Sgt. Pepper's Lonely Hearts Club Band

pepper.jpg#92 on the IMDB bottom 100 films. We were going through some of our vinyl recently and listened to the Beatles albums that spawned this movie and I got a hankering to see it again (I saw it in the theatre when it came out!) The library had a copy (on tape) and Becky's off visiting Rosalind (and Steve & Hazel) so I feel like I can waste time watching really dumb movies ;-)
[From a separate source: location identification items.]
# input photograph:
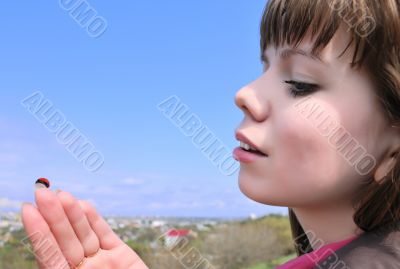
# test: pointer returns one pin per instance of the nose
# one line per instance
(253, 105)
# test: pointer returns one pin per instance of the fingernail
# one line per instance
(24, 203)
(42, 183)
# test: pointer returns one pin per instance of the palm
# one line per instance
(63, 231)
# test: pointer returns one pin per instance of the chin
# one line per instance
(266, 197)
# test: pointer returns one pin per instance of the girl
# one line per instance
(319, 136)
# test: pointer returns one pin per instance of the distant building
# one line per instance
(176, 238)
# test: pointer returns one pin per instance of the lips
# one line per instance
(240, 137)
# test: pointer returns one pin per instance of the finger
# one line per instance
(53, 213)
(108, 239)
(79, 223)
(44, 245)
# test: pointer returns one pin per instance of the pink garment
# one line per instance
(310, 260)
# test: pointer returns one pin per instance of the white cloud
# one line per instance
(133, 181)
(7, 203)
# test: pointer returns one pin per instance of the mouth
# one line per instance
(247, 145)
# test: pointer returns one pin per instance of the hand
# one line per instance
(66, 233)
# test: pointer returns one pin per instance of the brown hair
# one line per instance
(374, 26)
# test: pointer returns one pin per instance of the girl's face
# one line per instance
(304, 166)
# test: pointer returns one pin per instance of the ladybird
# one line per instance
(42, 182)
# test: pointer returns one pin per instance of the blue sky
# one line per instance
(109, 88)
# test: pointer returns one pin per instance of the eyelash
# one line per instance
(295, 91)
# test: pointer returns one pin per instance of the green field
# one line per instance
(274, 263)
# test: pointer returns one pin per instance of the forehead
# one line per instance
(339, 50)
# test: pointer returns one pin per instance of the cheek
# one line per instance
(305, 162)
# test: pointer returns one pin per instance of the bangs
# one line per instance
(289, 21)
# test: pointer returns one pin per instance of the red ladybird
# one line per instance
(42, 182)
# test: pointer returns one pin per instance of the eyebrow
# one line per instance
(286, 53)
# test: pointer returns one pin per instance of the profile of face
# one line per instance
(301, 167)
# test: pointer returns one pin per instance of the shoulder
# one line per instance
(378, 250)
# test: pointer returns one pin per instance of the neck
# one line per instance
(325, 225)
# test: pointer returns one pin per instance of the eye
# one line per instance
(301, 88)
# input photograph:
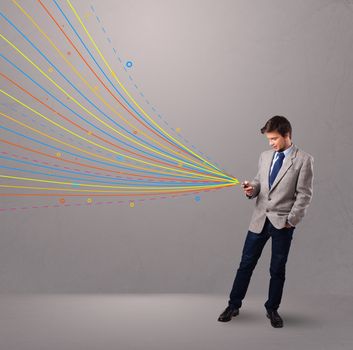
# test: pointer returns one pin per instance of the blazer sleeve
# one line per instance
(256, 181)
(304, 192)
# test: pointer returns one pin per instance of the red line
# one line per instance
(95, 74)
(93, 134)
(95, 167)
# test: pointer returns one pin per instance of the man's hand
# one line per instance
(247, 188)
But it's weird because I think it's actually pretty good. (Not literally "pretty good" which is Becky's and my shorthand for 3 stars. Stars-wise it's more like "okay" or "okay plus" (2 or 2-1/2)). The deal is that they took all the songs on the Beatles albums Sgt Pepper's Lonely Hearts Club Band and Abbey Road and a few other songs and used them as the score for a pop music opera. Even though all the Beatles were still alive when this was made (1978), none of them wanted to be in it so instead the producers enlisted the Bee Gees, fresh off their success with the Saturday Night Fever soundtrack, and squared out the quartet with Peter Frampton. It's a testament to the surreality of the Lennon & McCartney lyrics that they form the only dialogue in the movie with the exception of some sparse narration spoken by George Burns (who sounds just like Peter Falk in The Princess Bride. Or Falk sounds like Burns, I guess.)

The bands involved all do acceptable covers of the Beatles tunes. The Earth Wind and Fire rendition of "Got To Get You Into My Life" is excellent. Aerosmith does nice work with "Come Together" and Alice Cooper contributes a creepy rendition of "Because". Steve Martin performs "Maxwell's Silver Hammer" in his late 70s pre-The Jerk persona.
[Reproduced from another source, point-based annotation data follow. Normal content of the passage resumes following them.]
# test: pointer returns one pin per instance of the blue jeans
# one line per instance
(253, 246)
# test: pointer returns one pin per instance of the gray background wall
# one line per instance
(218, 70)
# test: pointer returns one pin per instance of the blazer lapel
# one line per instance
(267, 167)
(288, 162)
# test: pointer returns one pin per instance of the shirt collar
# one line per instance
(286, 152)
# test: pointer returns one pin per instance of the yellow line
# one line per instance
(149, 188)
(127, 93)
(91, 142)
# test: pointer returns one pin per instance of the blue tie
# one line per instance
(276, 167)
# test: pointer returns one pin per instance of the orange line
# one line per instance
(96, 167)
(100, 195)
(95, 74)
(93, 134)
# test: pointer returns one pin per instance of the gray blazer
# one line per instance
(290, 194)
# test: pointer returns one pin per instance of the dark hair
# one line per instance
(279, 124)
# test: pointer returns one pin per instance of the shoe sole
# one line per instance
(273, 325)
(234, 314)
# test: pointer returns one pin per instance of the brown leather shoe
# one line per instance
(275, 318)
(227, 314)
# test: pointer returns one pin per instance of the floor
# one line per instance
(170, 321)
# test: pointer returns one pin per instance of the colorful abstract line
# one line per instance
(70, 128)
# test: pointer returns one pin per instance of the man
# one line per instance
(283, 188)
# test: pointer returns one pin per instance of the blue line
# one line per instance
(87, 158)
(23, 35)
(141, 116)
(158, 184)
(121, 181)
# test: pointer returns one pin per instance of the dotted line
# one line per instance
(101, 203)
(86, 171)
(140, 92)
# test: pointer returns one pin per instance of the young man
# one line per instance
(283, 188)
There's an impressive number of music, tv, and movie personality cameos in the movie-ending number. Check out the list on the IMDB (click the poster as always) under "Our Guests at Heartland".

The movie makes about as much sense as any musical (there's even a brief hoedown scene ;-). As a historical document of the late seventies movie musical boom, it's really kind of fun. That boom was largely the work of producer Robert Stigwood who did this one as well as Jesus Christ Superstar (1973), Tommy (1975), Saturday Night Fever (1977), and Grease (1978)

If you can, see a letterboxed version (the DVD is) as there are quite a few scenes that suffer under pan and scan.